Cooling towers and evaporative condensers earn their reputation. They hold large volumes of warm water, they run for the warmer half of the year, and their whole job is to throw water through moving air — which is exactly how a contaminated system makes the fine aerosol that spreads Legionella to people who never went near the plant [3]. HSE lists evaporative cooling among the systems most likely to create Legionella risk for that reason [5].

That is also why the guidance treats them on their own terms. HSG274 deals with evaporative cooling systems in a separate part from hot and cold water services, because the failure modes and the monitoring regime are different [2]. If you came to this from domestic hot and cold work — covered in [Assessing risk in hot and cold water systems](https://legionella.io/articles/assessing-risk-in-hot-and-cold-water-systems/) — park those instincts. A tower is not a calorifier with a fan.

There is one duty here that has nothing to do with how well the tower is run and everything to do with whether it is on the radar at all: wet cooling towers and evaporative condensers are notifiable, and the local authority has to be told they exist [4]. An assessment that never asks "is this device registered?" has a gap before it starts.
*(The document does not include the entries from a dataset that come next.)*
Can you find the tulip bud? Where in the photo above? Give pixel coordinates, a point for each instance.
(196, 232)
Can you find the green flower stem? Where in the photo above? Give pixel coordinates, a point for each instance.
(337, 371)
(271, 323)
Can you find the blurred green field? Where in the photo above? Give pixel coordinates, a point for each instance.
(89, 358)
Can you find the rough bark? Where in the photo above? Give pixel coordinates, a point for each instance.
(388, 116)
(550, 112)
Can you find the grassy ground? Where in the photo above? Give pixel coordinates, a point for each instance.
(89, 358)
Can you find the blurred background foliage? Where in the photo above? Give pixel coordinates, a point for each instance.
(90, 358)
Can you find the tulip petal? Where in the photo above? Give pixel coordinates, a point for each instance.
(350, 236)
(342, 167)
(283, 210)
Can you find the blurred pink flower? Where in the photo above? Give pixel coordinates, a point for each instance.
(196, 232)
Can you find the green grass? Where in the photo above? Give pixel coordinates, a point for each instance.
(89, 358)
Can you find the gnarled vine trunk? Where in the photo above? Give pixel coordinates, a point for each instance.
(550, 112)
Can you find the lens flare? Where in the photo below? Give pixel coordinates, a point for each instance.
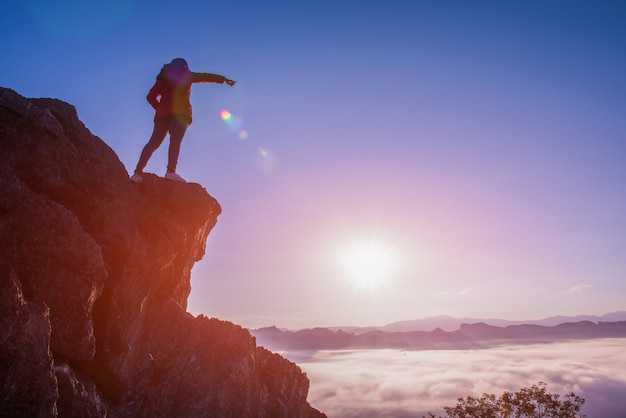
(226, 115)
(234, 123)
(266, 160)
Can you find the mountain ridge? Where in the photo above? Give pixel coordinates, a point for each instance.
(468, 336)
(450, 323)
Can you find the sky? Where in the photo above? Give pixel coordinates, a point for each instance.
(384, 160)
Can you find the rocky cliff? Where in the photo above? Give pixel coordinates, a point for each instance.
(94, 280)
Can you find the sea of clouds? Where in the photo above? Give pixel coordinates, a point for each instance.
(408, 384)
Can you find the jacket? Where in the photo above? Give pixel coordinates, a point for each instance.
(170, 93)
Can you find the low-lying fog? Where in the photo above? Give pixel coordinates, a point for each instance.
(403, 384)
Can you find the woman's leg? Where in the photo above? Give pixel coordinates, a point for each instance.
(178, 127)
(161, 127)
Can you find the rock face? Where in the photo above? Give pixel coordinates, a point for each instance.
(94, 279)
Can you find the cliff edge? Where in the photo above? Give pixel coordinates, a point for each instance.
(94, 279)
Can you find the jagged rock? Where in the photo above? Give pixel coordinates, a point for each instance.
(28, 386)
(112, 261)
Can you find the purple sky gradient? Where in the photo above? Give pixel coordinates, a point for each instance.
(482, 143)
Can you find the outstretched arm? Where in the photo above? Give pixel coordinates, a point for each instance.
(211, 78)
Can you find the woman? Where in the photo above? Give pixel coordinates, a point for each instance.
(170, 98)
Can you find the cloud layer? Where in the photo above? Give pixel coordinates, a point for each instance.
(408, 384)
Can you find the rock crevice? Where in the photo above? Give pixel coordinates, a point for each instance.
(95, 275)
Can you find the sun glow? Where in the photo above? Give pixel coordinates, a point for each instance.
(369, 264)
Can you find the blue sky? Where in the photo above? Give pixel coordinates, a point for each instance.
(478, 144)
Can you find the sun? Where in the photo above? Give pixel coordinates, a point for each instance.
(368, 264)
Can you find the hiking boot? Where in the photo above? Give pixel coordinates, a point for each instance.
(175, 177)
(136, 178)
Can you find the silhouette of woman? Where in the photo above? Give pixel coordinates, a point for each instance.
(170, 99)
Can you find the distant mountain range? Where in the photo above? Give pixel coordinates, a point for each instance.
(450, 323)
(469, 333)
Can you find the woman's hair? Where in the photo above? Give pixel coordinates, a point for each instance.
(178, 63)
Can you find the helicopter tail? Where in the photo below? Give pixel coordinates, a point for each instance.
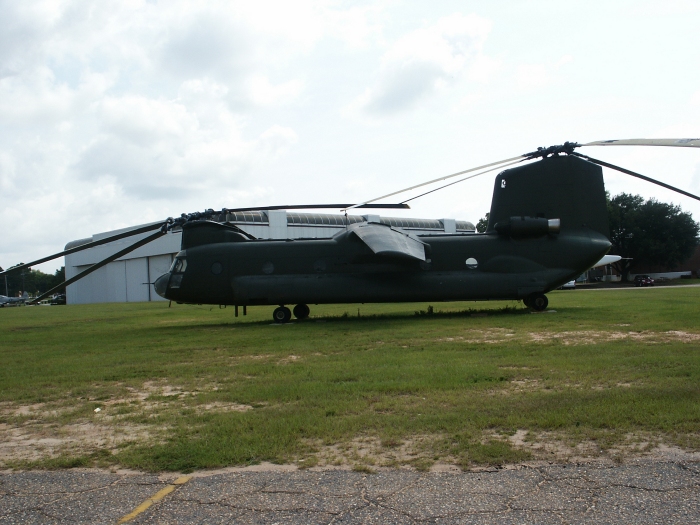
(560, 187)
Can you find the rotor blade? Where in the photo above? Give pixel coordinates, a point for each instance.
(100, 264)
(638, 175)
(82, 247)
(465, 178)
(679, 143)
(319, 206)
(363, 204)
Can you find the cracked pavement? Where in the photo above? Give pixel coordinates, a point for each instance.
(639, 492)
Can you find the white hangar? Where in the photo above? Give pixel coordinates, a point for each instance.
(130, 278)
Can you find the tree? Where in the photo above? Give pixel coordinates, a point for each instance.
(650, 232)
(482, 224)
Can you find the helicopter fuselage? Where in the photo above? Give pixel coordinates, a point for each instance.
(344, 270)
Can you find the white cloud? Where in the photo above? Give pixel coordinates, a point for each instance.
(427, 60)
(535, 76)
(263, 93)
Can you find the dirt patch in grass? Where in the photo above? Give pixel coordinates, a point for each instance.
(554, 447)
(591, 337)
(366, 451)
(42, 431)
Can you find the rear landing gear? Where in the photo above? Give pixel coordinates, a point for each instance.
(537, 301)
(301, 311)
(281, 315)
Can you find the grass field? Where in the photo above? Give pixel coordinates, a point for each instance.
(608, 373)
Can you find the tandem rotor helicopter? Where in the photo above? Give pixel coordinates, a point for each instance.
(547, 225)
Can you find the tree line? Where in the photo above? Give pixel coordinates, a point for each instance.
(32, 281)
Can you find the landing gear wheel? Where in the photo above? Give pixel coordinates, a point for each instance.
(537, 301)
(301, 311)
(282, 315)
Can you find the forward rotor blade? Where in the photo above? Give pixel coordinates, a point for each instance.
(100, 264)
(678, 143)
(638, 175)
(86, 246)
(465, 178)
(319, 206)
(364, 204)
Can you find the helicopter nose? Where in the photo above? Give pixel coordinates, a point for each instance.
(161, 284)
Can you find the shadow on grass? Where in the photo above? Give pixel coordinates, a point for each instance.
(346, 317)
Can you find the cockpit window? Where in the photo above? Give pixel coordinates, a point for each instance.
(179, 265)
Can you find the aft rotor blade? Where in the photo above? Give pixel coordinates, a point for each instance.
(88, 245)
(100, 264)
(677, 143)
(364, 204)
(465, 178)
(638, 175)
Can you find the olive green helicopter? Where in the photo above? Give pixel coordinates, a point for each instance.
(547, 225)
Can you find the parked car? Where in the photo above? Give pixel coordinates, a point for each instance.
(58, 299)
(643, 280)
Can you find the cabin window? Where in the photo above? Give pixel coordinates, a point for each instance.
(179, 265)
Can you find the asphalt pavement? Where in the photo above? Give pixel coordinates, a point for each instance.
(639, 492)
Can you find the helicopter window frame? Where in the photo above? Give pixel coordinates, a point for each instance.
(179, 265)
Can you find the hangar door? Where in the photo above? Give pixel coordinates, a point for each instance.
(136, 280)
(157, 266)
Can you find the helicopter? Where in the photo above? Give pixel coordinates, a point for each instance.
(547, 224)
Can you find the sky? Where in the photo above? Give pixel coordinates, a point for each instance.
(114, 114)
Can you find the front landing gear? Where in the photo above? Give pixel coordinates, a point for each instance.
(537, 301)
(301, 311)
(282, 314)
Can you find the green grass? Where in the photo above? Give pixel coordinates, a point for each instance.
(450, 381)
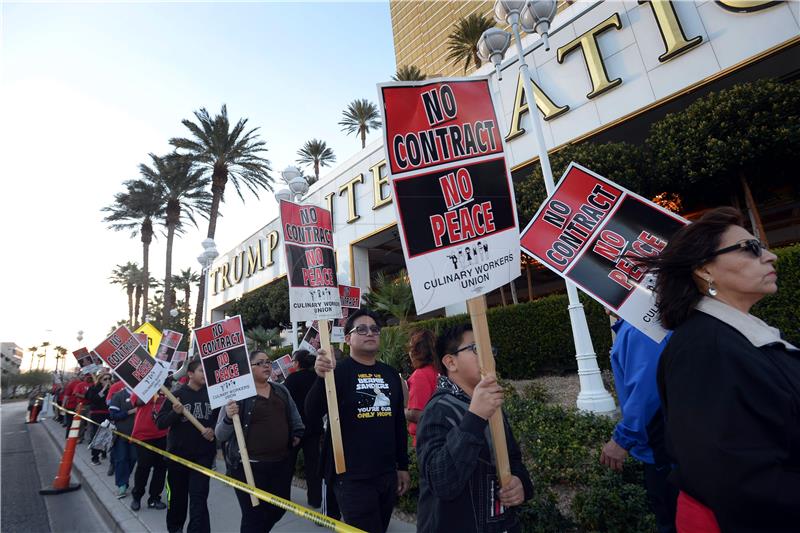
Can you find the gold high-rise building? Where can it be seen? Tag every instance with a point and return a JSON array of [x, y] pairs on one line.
[[421, 29]]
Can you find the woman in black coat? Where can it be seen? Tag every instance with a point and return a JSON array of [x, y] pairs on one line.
[[730, 385]]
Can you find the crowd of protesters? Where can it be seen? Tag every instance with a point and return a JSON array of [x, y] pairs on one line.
[[713, 412]]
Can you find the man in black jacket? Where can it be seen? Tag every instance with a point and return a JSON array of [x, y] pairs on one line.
[[459, 489], [374, 434], [185, 441]]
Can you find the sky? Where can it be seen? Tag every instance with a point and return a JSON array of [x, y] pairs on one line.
[[87, 90]]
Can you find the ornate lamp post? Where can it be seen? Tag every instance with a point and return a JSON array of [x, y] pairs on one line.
[[534, 16]]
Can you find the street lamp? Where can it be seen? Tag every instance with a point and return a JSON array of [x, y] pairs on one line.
[[298, 187], [206, 259], [535, 17]]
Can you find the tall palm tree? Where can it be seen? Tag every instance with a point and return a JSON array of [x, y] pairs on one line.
[[463, 42], [318, 153], [360, 117], [226, 153], [135, 210], [127, 275], [183, 194], [32, 349], [183, 282], [408, 73]]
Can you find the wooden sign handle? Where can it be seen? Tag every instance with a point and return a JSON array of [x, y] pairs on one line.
[[189, 416], [480, 328], [248, 471], [333, 404]]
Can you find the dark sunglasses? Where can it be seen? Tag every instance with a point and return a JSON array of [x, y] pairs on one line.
[[362, 329], [754, 246], [474, 348]]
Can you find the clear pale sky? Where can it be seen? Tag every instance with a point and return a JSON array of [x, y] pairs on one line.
[[88, 90]]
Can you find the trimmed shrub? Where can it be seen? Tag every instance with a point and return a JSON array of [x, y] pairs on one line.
[[782, 309]]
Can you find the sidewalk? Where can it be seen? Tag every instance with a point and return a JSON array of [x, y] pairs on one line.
[[224, 510]]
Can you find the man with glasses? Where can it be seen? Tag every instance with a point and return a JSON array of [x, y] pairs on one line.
[[459, 489], [374, 434]]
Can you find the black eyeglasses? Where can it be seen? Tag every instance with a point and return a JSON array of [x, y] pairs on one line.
[[363, 329], [754, 246], [474, 348]]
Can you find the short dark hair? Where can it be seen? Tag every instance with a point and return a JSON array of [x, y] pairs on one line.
[[303, 358], [193, 364], [358, 314], [421, 348], [689, 248], [448, 342]]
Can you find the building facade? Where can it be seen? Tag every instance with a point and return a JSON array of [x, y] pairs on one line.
[[613, 68], [10, 357]]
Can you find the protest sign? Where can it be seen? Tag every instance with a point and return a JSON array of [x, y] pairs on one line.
[[169, 344], [83, 357], [226, 361], [452, 189], [310, 262], [130, 361], [591, 230], [153, 336], [177, 361]]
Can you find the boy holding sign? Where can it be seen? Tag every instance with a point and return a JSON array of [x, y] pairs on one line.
[[459, 486], [370, 402]]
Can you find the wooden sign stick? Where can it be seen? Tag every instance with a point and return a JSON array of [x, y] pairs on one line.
[[248, 471], [189, 416], [333, 404], [480, 328]]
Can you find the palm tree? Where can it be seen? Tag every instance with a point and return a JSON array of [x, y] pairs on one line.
[[32, 349], [227, 154], [184, 282], [316, 152], [127, 275], [463, 42], [360, 117], [183, 193], [408, 73], [135, 210]]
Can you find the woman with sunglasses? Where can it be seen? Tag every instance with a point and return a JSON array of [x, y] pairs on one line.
[[98, 408], [730, 385], [272, 428]]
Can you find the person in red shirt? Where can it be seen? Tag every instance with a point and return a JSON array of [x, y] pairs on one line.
[[422, 381], [146, 430]]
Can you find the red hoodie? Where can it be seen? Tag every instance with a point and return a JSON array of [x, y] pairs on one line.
[[144, 425]]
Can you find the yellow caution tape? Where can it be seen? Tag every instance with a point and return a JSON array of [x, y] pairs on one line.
[[277, 501]]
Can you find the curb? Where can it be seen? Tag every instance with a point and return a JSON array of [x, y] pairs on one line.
[[105, 502]]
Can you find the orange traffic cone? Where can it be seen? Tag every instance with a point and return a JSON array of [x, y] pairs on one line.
[[34, 413], [61, 483]]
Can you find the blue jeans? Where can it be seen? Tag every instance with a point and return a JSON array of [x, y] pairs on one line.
[[124, 454]]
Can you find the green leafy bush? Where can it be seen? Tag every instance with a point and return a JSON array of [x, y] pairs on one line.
[[782, 309]]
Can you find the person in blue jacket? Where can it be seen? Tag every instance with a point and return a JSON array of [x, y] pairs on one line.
[[640, 431]]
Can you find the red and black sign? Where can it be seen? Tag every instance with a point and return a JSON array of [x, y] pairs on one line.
[[454, 207], [438, 123]]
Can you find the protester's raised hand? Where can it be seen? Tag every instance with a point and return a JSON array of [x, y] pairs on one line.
[[324, 363], [231, 409], [486, 398]]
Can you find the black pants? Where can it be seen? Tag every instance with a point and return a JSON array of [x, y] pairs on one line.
[[311, 450], [367, 503], [663, 496], [146, 460], [186, 485], [273, 477]]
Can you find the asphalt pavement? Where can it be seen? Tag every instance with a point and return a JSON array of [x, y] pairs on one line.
[[29, 460]]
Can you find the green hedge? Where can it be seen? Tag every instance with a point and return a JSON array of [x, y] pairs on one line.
[[535, 338], [532, 338], [782, 309]]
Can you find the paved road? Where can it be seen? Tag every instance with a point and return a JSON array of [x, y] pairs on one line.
[[25, 470]]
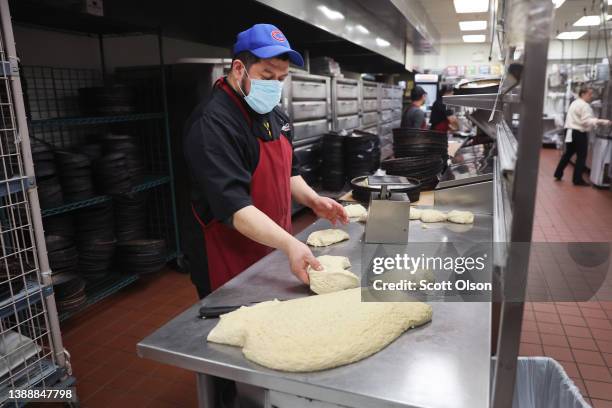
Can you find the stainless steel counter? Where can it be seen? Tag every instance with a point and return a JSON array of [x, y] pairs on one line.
[[445, 363]]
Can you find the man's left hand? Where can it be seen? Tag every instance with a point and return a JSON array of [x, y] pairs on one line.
[[329, 209]]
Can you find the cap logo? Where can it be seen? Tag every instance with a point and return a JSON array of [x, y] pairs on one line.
[[278, 36]]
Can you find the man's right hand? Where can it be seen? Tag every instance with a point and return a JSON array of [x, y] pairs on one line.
[[300, 257]]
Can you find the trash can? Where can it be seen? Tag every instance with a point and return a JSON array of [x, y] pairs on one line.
[[541, 382]]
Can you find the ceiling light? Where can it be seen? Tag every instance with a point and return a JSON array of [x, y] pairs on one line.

## Work from the most likely failure first

Resist the urge to open the binder first. Records describe a tower; they do not let you see one. Start outside the louvres and work in.

The first thing worth your attention is whether aerosol is leaving the tower and where it would go. Visible drift, a damp patch on the wall above the air intake, a plume you can see against a dark background — that is the exposure pathway made obvious. Next, look into the basin: sludge, scale, slime and debris tell you the cleaning interval or the water treatment regime is not holding the line. Then look at how the treatment is actually delivered — dosing equipment, chemical stock, bleed and conductivity control — because that is where day-to-day control quietly fails. Records come last, and you read them to confirm or contradict what your eyes already found.

Ordering it this way puts the highest-exposure, most-likely problems at the top, which is also the order in which you should be ranking the actions.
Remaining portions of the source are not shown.